Les inconnu(e)s s’invitent

Une jeune femme de la ville s’était déplacée pour venir fouiner dans notre village. Très volubile, elle expliquait qu’elle avait connu plusieurs villes, sinon de pays. Et son rêve serait de visiter le monde. C’est alors que le Fou l’a invitée à demeurer chez nous car nous avons ici tout ce qui existe: terre, eau, air et feu. À voir le regard urbain de la visiteuse, nous avions le miroir parfait de l’insignifiance qu’elle attribuait à son interlocuteur. Et celui-ci d’ajouter que tout était une question de dosage de ces éléments et de leur configuration. Ailleurs, ce n’est que différent, rien de plus. Comme souvent dans des situations similaires: la dame avait raison mais le Fou n’avait surtout pas tort.

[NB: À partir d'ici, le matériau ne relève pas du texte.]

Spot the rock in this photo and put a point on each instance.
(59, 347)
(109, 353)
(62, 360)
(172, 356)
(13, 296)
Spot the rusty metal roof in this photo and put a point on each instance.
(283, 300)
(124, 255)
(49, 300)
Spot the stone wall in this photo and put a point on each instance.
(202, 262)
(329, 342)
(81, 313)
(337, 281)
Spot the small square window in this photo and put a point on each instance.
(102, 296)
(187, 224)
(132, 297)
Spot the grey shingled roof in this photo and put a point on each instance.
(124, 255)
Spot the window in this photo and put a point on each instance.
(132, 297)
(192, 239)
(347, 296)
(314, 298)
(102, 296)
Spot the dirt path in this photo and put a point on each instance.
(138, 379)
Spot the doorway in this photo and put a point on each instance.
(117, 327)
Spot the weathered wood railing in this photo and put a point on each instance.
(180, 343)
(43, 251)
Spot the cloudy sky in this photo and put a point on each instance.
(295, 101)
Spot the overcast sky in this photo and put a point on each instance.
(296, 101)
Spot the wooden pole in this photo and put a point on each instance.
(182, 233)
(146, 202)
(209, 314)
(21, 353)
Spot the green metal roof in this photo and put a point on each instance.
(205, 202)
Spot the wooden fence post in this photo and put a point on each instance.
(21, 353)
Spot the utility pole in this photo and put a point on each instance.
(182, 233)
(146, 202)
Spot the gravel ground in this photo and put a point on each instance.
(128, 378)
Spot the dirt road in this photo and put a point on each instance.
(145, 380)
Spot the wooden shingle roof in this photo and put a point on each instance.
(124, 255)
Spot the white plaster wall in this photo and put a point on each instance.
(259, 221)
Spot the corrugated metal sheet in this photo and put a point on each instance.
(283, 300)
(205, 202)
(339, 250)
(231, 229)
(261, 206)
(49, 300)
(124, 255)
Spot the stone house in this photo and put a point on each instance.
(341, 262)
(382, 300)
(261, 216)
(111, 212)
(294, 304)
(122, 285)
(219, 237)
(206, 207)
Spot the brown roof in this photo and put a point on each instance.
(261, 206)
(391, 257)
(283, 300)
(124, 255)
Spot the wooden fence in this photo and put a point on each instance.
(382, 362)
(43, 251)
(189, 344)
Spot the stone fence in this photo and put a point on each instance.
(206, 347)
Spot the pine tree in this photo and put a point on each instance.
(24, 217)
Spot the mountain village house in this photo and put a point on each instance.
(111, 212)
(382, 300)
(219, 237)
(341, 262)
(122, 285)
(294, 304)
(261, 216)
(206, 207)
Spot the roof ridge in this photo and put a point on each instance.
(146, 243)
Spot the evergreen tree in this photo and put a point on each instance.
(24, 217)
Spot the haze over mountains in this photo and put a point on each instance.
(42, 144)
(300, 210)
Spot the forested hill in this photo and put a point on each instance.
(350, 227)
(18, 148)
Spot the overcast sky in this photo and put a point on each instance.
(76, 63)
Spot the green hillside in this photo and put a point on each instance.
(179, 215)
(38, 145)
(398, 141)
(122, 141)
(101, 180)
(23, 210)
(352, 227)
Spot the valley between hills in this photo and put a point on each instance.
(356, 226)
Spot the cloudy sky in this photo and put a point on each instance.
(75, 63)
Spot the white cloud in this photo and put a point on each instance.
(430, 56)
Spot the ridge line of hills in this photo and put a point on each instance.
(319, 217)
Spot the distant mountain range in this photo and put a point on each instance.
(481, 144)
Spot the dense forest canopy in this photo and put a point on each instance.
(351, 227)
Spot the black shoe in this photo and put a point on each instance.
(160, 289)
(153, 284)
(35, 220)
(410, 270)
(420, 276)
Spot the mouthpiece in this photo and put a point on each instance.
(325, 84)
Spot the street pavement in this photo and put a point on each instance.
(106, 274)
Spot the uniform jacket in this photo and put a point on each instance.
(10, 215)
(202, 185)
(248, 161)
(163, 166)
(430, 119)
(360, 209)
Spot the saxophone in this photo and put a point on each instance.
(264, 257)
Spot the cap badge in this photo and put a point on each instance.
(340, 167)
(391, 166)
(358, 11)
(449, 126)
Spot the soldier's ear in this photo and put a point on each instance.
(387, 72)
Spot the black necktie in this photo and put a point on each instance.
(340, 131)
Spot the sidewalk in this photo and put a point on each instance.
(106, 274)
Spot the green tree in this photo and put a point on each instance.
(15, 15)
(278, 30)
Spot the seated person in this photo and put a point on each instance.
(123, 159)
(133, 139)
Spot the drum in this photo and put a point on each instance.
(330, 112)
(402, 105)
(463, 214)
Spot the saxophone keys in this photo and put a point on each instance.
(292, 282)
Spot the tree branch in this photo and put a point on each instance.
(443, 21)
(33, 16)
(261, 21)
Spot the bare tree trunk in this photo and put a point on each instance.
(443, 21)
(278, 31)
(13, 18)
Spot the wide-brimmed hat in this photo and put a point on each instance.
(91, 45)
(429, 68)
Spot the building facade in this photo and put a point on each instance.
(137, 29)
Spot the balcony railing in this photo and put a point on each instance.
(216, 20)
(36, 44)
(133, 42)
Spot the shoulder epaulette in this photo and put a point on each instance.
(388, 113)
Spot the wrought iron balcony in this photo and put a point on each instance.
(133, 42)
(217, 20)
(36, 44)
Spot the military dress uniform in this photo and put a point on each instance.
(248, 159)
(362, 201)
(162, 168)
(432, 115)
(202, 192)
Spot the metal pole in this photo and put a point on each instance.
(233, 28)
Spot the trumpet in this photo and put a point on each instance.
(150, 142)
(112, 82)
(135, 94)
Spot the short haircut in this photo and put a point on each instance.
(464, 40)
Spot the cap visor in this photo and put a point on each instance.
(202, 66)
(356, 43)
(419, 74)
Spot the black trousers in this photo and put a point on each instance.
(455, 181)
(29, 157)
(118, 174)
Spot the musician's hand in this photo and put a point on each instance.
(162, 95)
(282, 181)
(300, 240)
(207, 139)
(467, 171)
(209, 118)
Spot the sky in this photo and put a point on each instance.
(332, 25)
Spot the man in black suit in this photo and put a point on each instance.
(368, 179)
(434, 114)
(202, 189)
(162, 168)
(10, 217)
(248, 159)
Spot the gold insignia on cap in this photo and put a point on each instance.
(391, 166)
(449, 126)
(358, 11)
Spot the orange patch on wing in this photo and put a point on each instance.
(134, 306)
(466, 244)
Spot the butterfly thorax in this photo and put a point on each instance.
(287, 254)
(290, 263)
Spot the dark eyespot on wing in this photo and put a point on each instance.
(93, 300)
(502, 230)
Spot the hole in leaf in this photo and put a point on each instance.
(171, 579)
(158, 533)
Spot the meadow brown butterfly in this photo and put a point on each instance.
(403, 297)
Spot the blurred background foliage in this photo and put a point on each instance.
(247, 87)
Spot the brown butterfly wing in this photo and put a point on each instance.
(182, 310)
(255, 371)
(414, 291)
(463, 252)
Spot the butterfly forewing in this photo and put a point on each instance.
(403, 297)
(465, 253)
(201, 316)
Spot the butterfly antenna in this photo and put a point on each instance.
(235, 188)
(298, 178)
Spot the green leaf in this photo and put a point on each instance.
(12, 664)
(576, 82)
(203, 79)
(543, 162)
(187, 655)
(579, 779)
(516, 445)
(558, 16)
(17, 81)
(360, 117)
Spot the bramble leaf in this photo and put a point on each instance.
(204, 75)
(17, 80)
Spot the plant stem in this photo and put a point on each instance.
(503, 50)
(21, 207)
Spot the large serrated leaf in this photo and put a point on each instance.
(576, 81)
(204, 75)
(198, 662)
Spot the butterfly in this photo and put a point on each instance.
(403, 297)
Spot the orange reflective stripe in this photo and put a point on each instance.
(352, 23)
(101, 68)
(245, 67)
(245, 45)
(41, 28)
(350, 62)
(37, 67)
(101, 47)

Dans bien des écoles de pensée il est dit que nous devons voir la vie à partir du présent et de la réalité. Mais qu’en est-il ? De plus en plus, on considère le temps comme étant une construction, rien de plus. Étant observé, mesuré et quantifié, il est devenu prévisible. Alors, il est devenu concret,  ‘’matériel’’. Or, un nouveau temps s’est invité à la sauvette: cosmique et plutôt ‘’spirituel’’. Ici, les passés, présents et futurs coexistent sans une séquence fixe et se présentent dans une logique nouvelle qui défie le temps lui-même: la durée s’étend à l’infini, éternelle;  tout s’influence mutuellement et peut être modifié.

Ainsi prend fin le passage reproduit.